Electron tomography at 2.4 {\AA} resolution
M. C. Scott, Chien-Chun Chen, Matthew Mecklenburg, Chun Zhu, Rui Xu,, Peter Ercius, Ulrich Dahmen, B. C. Regan, Jianwei Miao

TL;DR
This paper demonstrates a novel electron tomography method achieving 2.4 Å resolution, enabling atomic-scale 3D imaging of nanoparticles without prior structural assumptions, advancing nanomaterials characterization.
Contribution
The authors introduce a new projection alignment and reconstruction technique combined with STEM, achieving atomic resolution in 3D tomography without prior knowledge of sample structure.
Findings
Achieved 2.4 Å resolution in 3D nanoparticle imaging
Observed individual atoms and identified grain structures
Revealed the surface morphology and internal lattice of a gold nanoparticle
Abstract
Transmission electron microscopy (TEM) is a powerful imaging tool that has found broad application in materials science, nanoscience and biology(1-3).
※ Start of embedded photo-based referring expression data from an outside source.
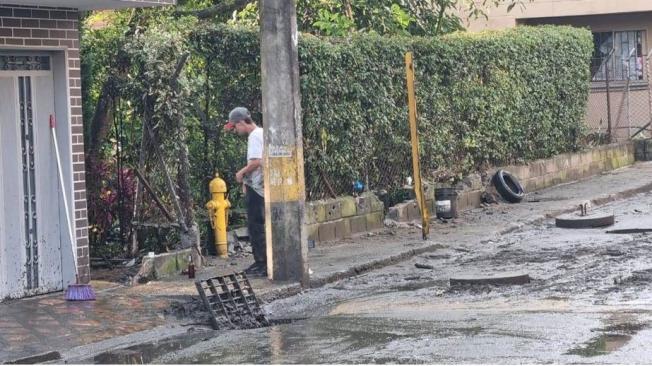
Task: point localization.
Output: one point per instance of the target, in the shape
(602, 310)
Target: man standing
(251, 176)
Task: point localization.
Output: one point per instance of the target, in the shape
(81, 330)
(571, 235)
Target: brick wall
(34, 28)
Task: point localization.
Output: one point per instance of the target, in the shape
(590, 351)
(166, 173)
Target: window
(620, 52)
(24, 63)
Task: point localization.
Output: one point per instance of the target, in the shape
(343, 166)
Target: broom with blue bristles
(78, 291)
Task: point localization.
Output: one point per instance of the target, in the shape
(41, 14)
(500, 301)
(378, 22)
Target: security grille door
(30, 238)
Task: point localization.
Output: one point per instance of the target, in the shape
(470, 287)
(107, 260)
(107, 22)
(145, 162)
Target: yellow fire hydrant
(218, 208)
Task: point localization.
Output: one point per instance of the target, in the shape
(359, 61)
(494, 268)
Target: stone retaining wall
(342, 217)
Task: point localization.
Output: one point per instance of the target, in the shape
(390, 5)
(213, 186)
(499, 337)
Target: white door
(30, 236)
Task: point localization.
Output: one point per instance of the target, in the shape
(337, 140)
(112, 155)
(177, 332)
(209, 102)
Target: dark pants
(256, 225)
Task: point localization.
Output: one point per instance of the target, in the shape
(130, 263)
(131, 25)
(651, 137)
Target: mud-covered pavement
(589, 301)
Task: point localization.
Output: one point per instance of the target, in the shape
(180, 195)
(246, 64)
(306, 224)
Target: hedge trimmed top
(483, 98)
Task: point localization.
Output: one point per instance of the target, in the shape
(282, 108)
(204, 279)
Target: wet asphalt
(589, 301)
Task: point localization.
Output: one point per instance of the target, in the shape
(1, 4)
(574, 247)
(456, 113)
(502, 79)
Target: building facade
(620, 97)
(40, 80)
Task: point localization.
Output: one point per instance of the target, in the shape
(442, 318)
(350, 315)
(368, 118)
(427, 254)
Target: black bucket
(446, 203)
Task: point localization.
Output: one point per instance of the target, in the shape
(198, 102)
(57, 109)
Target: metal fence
(620, 99)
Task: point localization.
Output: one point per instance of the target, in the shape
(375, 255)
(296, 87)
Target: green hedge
(488, 98)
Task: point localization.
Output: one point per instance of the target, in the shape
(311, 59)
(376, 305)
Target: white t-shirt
(255, 146)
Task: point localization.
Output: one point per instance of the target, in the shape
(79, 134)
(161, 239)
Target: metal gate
(30, 241)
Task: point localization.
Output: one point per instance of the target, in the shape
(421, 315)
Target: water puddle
(612, 339)
(601, 345)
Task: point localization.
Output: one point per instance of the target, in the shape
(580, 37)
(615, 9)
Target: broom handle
(53, 123)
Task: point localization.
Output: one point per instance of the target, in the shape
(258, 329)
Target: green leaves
(484, 99)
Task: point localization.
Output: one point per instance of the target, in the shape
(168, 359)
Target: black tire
(508, 186)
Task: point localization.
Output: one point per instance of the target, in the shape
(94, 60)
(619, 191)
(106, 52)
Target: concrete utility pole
(287, 252)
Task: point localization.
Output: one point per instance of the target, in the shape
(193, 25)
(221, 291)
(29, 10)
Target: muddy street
(589, 301)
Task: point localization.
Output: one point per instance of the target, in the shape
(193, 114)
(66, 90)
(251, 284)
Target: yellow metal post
(416, 165)
(218, 208)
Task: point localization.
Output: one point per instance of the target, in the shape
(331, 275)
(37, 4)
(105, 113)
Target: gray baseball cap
(239, 114)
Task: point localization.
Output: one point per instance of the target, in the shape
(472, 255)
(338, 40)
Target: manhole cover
(231, 302)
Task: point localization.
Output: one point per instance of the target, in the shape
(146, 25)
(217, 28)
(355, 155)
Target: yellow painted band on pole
(416, 164)
(284, 183)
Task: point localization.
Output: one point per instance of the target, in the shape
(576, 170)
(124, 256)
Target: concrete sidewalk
(129, 315)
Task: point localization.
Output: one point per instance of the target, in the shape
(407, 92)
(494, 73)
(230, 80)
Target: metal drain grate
(231, 302)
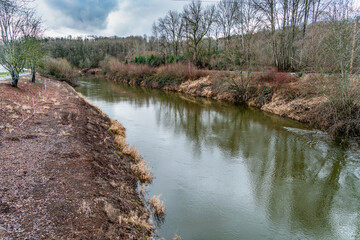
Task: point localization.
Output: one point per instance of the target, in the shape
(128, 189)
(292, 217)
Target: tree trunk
(15, 79)
(33, 74)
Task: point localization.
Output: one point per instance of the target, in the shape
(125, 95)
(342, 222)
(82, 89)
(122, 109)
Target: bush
(178, 72)
(60, 69)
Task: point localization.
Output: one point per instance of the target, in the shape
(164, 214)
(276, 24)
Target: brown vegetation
(157, 206)
(59, 68)
(138, 165)
(61, 174)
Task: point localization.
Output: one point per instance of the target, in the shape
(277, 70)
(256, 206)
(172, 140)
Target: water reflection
(306, 186)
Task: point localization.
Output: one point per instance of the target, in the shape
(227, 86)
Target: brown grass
(178, 72)
(121, 142)
(117, 128)
(157, 206)
(142, 171)
(176, 237)
(134, 153)
(61, 69)
(134, 218)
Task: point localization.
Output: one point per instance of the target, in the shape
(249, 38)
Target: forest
(290, 35)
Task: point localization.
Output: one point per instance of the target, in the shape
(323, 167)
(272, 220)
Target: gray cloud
(103, 17)
(84, 14)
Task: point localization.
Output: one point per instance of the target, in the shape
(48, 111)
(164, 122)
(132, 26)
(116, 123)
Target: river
(231, 172)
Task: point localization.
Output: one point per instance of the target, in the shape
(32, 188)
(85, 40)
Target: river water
(230, 172)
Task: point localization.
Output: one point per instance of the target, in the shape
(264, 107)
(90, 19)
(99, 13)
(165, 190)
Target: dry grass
(176, 237)
(134, 153)
(178, 72)
(117, 128)
(142, 171)
(121, 142)
(61, 69)
(135, 219)
(157, 206)
(171, 73)
(138, 166)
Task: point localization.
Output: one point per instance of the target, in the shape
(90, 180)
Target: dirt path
(61, 175)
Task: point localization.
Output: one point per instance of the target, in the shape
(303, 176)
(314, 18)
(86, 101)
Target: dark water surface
(230, 172)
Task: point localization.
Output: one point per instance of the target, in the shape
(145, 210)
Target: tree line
(291, 35)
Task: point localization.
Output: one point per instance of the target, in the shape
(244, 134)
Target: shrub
(59, 68)
(178, 72)
(142, 171)
(157, 206)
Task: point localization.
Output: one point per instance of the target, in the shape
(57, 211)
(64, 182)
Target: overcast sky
(103, 17)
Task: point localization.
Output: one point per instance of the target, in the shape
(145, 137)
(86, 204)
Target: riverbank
(311, 99)
(62, 174)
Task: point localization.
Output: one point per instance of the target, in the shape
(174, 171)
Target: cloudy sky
(103, 17)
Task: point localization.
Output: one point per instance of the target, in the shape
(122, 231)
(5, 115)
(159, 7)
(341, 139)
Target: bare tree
(198, 21)
(227, 14)
(17, 22)
(173, 26)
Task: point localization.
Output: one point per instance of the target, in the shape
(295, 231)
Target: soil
(61, 175)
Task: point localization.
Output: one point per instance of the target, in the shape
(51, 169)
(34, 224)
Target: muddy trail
(61, 175)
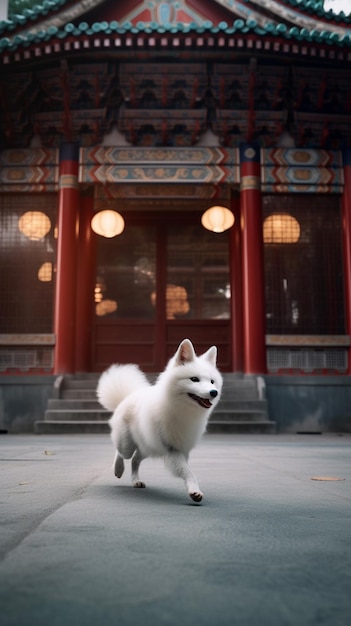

With the introduction of aberration-corrected electron lenses, both the spatial resolution and image quality in TEM have been significantly improved(4,5) and resolution below 0.5 {\AA} has been demonstrated(6). To reveal the 3D structure of thin samples, electron tomography is the method of choice(7-11), with resolutions of ~1 nm^3 currently achievable(10,11). Recently, discrete tomography has been used to generate a 3D atomic reconstruction of a silver nanoparticle 2-3 nm in diameter(12), but this statistical method assumes prior knowledge of the particle's lattice structure and requires that the atoms fit rigidly on that lattice. Here we report the experimental demonstration of a general electron tomography method that achieves atomic…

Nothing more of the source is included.